So far, Foot has just been asking what relativism implies, and has used the analogy to taste to
argue that it doesn’t entail some of the counterintuitive things that have often been held
against it. Now she wants to assess the form of relativism she has described to see whether it
seems as plausible or as defensible as relativism about taste.
(1) Remember that Foot claims that for relativism to be plausible about an area of discourse,
we must be able to know that we’re talking about the same thing as others who differ
greatly from us in their applications of the relevant concepts. Foot argued that this was so
about at least some very general taste concepts. She thinks it is not true of even general
moral terms like “right” or “ought” or “good”. Unlike in the case of some taste
judgments, she thinks we cannot apply moral concepts in just any way and still count as
making a moral judgment.

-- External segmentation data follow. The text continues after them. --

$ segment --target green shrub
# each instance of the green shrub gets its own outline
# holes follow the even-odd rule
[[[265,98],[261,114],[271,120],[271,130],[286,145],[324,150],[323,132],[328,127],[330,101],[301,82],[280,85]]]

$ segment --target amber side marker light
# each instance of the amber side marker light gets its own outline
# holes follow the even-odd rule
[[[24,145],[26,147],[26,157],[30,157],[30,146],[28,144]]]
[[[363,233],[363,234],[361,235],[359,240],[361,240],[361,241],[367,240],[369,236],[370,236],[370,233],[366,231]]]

You must be inclined to follow certain rules to count as
employing moral concepts at all (otherwise, we’re just making the same sounds, without
using the same concepts – e.g. chair and bale of hay example). So Foot thinks that any
culture that appeared to use moral concepts to, e.g., argue that the killing of millions of
innocent people (by Hitler) did not need any justification would not count as using moral
concepts – this is a view she says it is “impossible, logically speaking” to argue for. (We
wouldn’t think of such people as mistaken about what right, but rather as not talking
about what’s right at all, despite appearances.) Examples from other papers: the
insistence that we walk around trees counterclockwise, or that we clasp our hands three
times an hour, couldn’t plausibly count as fundamental moral principles of anyone’s
morality.
(2) But Foot thinks even the limitations set by proper use of moral concepts might leave
room for some irresolvable disagreements between cultures, and so for some moral
relativism.
(3) How much relativism remains, Foot thinks, cannot be determined without first
investigating much more deeply that we have such concepts as happiness, human nature,
and human flourishing, which, she thinks, must be central to any conception of morality.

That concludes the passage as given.